By running participants through a series of trials where each of the four sources could be either the target task or one of the distractions, “we found strong evidence that people were really modulating their attention to the distractor and not so much to the target,” Kool said.
“People tune their attention very specifically,” he said. “If something or someone was distracting before, you learn to ignore them in the future, but you stay open to other inputs that might help complete the task.”

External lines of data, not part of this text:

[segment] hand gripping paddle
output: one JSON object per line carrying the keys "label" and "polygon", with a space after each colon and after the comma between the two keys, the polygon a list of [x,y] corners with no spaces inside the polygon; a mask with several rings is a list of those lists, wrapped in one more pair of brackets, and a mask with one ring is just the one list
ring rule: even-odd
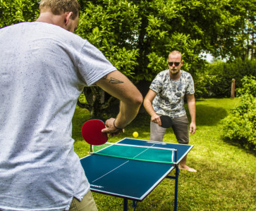
{"label": "hand gripping paddle", "polygon": [[173,120],[171,118],[166,115],[162,115],[160,117],[161,122],[161,127],[164,128],[169,128],[173,125]]}
{"label": "hand gripping paddle", "polygon": [[102,132],[105,124],[99,120],[85,122],[82,127],[82,136],[85,141],[91,145],[102,145],[108,140],[107,134]]}

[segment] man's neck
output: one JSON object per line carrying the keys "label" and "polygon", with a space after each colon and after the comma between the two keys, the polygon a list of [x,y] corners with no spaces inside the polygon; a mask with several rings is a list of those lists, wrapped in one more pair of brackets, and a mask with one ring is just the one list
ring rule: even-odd
{"label": "man's neck", "polygon": [[40,13],[40,15],[35,21],[54,24],[63,27],[63,25],[64,24],[63,18],[61,15],[56,15],[51,12],[47,11]]}

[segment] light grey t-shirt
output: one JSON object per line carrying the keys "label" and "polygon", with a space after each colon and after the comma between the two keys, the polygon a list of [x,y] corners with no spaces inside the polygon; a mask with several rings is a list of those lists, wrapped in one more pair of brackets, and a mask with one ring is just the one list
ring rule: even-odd
{"label": "light grey t-shirt", "polygon": [[185,115],[184,96],[195,93],[194,82],[191,75],[183,70],[178,80],[172,80],[169,71],[160,72],[150,87],[157,93],[152,102],[153,108],[158,114],[182,117]]}
{"label": "light grey t-shirt", "polygon": [[90,188],[71,137],[77,98],[116,68],[44,23],[1,29],[0,49],[0,210],[68,210]]}

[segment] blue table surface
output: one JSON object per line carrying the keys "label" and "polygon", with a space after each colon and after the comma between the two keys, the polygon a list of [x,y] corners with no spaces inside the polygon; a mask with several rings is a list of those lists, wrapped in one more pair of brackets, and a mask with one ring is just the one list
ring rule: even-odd
{"label": "blue table surface", "polygon": [[[177,163],[193,146],[123,139],[119,143],[177,149]],[[142,200],[173,169],[171,164],[92,154],[80,159],[92,191]]]}

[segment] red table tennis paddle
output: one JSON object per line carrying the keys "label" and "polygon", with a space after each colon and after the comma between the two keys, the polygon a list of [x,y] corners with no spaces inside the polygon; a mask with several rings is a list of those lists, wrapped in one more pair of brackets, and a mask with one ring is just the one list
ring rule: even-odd
{"label": "red table tennis paddle", "polygon": [[107,134],[102,132],[105,124],[99,120],[85,122],[82,127],[82,136],[85,141],[91,145],[102,145],[108,140]]}
{"label": "red table tennis paddle", "polygon": [[160,117],[161,127],[169,128],[173,125],[173,120],[169,116],[162,115]]}

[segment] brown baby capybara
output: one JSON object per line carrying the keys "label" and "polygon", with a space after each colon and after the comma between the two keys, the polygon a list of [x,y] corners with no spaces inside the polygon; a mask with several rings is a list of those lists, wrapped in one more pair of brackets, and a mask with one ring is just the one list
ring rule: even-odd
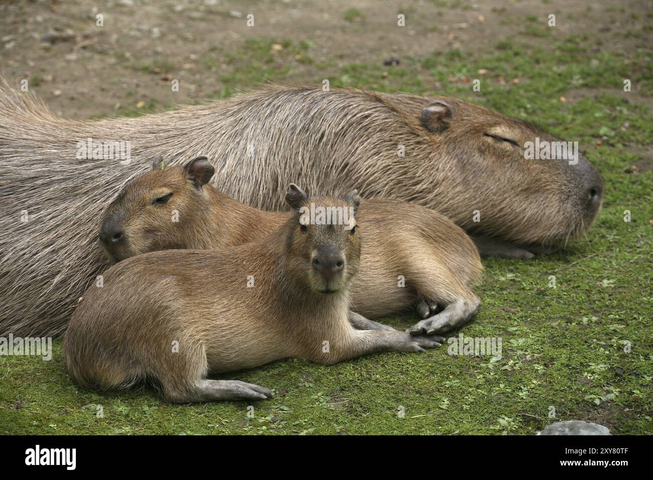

The next step will be testing this model on brain data collected while participants perform this task in an MRI scanner. Gheza and Kool believe this will help them pin down what specifically is happening in people’s brains while they encounter and overcome multiple sources of distraction.
Funding:
This work was financially supported by a Multi-University Research Initiative grant (ONR/DoD N00014-23-1-2792) to Kool and by a McDonnell Center for Systems Neuroscience grant to Gheza.
About this attention and neuroscience research news
Author: Leah Shaffer
Source: WUSTL
Contact: Leah Shaffer – WUSTL
Image: The image is credited to Neuroscience News
Original Research: Closed access.
“Distractor-specific control adaptation in multidimensional environments” by Wouter Kool et al. Nature Human Behavior
Abstract
Distractor-specific control adaptation in multidimensional environments
Goal-directed behaviour requires humans to constantly manage and switch between multiple, independent and conflicting sources of information. Conventional cognitive control tasks, however, only feature one task and one source of distraction. Therefore, it is unclear how control is allocated in multidimensional environments.
To address this question, we developed a multidimensional task-set interference paradigm, in which people need to manage distraction from three independent dimensions.
We use this task to test whether people adapt to previous conflict by enhancing task-relevant information or suppressing task-irrelevant information. Three experiments provided strong evidence for the latter hypothesis.
Moreover, control adaptation was highly dimension specific. Conflict from a given dimension only affected processing of that same dimension on subsequent trials, with no evidence for generalization.
A new neural network model shows that our results can only be simulated when including multiple independent conflict-detector units.
Our results call for an update to classic models of cognitive control and their neurocomputational underpinnings.